CAD holds steady against the U.S. dollar after giving back a small portion of recent gains, with elevated oil prices linked to Middle East tensions continuing to support the currency. Investors are also turning their attention to upcoming Canadian employment data, which could influence expectations for Bank of Canada policy. Recent figures showed Canada’s unemployment rate around 6.5%, the lowest in about 16 months, highlighting a relatively resilient labour market despite mixed job growth.
EURCAD held steady as modest euro gains against the U.S. dollar were offset by support for the Canadian dollar from elevated oil prices. Cautious market sentiment and ongoing geopolitical tensions kept the cross largely range-bound.
EUR inched higher against the U.S. dollar, with EUR/USD holding near 1.1650 as markets weighed easing oil prices and cautious risk sentiment. Comments suggesting the Middle East conflict could end soon supported the euro’s recovery, though the dollar retained some safe-haven demand. Investors are now turning their focus to upcoming U.S. inflation data for further direction.
GBPEUR held steady as markets repriced expectations of the Bank of England's rate path higher amid rising inflation risks linked to the energy shock. The prospect of a more hawkish BoE provided support for sterling, offsetting broader uncertainty tied to the Middle East conflict. Meanwhile, weaker German industrial production data weighed on the euro, helping keep the pair broadly stable.

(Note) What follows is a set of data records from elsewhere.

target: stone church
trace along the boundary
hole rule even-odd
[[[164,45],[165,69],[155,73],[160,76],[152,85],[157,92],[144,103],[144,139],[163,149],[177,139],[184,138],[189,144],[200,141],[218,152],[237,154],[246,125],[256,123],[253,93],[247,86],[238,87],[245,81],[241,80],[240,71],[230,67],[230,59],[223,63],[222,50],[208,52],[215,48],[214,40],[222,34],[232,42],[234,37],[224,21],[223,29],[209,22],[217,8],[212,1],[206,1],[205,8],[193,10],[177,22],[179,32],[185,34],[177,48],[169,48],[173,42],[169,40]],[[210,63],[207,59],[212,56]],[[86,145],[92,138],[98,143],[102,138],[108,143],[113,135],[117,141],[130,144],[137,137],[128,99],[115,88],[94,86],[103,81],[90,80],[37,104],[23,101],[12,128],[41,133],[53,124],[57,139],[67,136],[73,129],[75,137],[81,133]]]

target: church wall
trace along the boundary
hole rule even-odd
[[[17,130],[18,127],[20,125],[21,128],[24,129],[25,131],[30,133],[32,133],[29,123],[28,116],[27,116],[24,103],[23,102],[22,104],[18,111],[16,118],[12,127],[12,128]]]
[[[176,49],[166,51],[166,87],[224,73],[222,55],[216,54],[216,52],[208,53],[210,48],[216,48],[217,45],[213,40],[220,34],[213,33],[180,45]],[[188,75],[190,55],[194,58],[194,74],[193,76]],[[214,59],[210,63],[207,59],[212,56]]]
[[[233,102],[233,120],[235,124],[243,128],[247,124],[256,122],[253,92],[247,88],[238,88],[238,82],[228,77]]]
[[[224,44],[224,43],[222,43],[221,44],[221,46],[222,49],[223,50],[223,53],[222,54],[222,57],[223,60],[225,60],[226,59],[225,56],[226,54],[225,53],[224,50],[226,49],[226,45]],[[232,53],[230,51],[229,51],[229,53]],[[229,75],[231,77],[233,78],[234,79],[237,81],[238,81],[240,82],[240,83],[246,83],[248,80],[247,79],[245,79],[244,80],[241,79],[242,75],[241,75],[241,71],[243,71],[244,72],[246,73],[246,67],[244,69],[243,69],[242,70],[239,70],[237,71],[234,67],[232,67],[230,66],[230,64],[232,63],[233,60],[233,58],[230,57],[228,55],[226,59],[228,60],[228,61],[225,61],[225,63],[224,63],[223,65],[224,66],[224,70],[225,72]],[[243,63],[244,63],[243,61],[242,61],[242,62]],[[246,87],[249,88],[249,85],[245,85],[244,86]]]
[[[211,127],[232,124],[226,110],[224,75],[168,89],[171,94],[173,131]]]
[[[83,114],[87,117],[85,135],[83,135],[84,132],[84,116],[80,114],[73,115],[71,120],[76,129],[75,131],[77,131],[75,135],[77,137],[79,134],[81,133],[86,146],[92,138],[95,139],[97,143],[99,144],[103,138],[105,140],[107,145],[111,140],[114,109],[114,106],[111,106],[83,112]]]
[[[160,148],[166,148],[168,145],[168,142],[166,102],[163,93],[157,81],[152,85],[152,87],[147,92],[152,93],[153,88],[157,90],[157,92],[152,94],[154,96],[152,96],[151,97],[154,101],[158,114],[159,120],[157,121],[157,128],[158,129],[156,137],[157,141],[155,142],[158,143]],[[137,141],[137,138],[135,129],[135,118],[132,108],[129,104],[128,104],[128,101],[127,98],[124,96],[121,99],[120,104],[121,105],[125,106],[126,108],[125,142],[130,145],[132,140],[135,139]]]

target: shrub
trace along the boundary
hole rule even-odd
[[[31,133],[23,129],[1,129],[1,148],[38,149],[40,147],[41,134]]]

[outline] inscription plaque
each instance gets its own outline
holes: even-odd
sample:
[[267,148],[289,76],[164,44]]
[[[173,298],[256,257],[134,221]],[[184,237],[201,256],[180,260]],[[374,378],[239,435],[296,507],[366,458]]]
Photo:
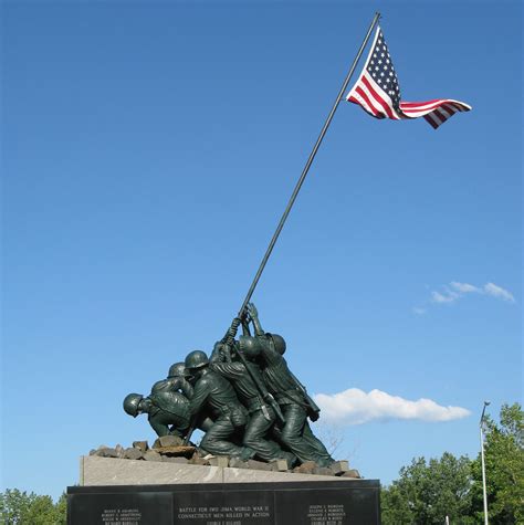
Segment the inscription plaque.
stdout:
[[73,486],[69,525],[375,525],[379,482]]

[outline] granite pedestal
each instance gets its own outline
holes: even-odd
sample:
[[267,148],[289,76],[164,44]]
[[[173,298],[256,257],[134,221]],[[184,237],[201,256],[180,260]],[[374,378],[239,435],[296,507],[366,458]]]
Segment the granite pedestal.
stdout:
[[[375,525],[379,482],[83,458],[69,525]],[[151,481],[155,480],[155,481]]]

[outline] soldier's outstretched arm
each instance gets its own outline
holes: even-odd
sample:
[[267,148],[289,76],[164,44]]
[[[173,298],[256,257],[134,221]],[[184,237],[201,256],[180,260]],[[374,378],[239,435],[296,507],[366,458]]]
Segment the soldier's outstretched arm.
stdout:
[[149,424],[159,438],[169,433],[169,427],[167,424],[163,424],[157,421],[149,421]]
[[209,395],[208,386],[206,381],[200,379],[195,387],[195,391],[192,395],[191,400],[189,401],[189,410],[191,411],[191,416],[197,414],[202,407],[205,406]]
[[259,319],[259,311],[256,309],[254,303],[248,304],[248,314],[251,317],[251,321],[253,322],[255,335],[264,335],[264,330],[262,329],[262,325],[260,324]]

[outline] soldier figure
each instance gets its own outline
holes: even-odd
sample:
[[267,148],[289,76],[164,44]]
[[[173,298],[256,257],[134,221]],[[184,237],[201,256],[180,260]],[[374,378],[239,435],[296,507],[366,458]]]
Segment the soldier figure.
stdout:
[[170,434],[182,438],[189,429],[189,400],[179,392],[154,389],[148,397],[129,393],[124,399],[124,410],[134,418],[147,413],[149,424],[158,437]]
[[262,377],[285,417],[285,424],[276,429],[277,439],[301,462],[315,461],[319,466],[332,464],[335,460],[322,441],[315,438],[307,422],[307,416],[315,421],[318,419],[318,409],[312,406],[311,398],[304,392],[303,387],[300,388],[301,385],[282,356],[285,351],[284,339],[279,335],[264,333],[254,304],[249,304],[248,313],[253,323],[255,339],[260,345]]
[[[296,463],[296,456],[291,452],[284,452],[277,443],[268,439],[268,433],[274,427],[276,416],[273,408],[264,401],[268,390],[260,367],[254,363],[260,349],[253,344],[252,337],[243,335],[240,337],[240,342],[233,344],[233,360],[224,363],[226,356],[229,356],[229,348],[224,348],[224,346],[222,343],[214,345],[210,368],[231,381],[239,400],[249,411],[249,421],[245,426],[242,444],[254,450],[260,460],[285,459],[287,465],[293,466]],[[245,357],[244,363],[234,360],[239,350]]]
[[248,422],[248,410],[240,403],[233,387],[209,366],[206,353],[195,350],[186,357],[186,369],[193,378],[193,397],[190,400],[191,418],[208,408],[213,423],[203,435],[200,448],[216,455],[230,455],[249,460],[254,450],[234,443],[234,434]]
[[186,370],[186,365],[184,363],[175,363],[169,367],[167,379],[160,379],[155,382],[153,390],[155,391],[171,391],[171,392],[181,392],[188,399],[192,398],[192,386],[188,381],[188,371]]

GBP strengthened against the U.S. dollar, supported by improving global risk sentiment and reduced demand for the safe-haven greenback. Sterling was also lifted by a sharp shift in expectations for the Bank of England's interest rate, with markets now pricing in the possibility of a rate hike later this year rather than the earlier anticipated cuts. However, ongoing geopolitical uncertainty in the Middle East may temper further gains.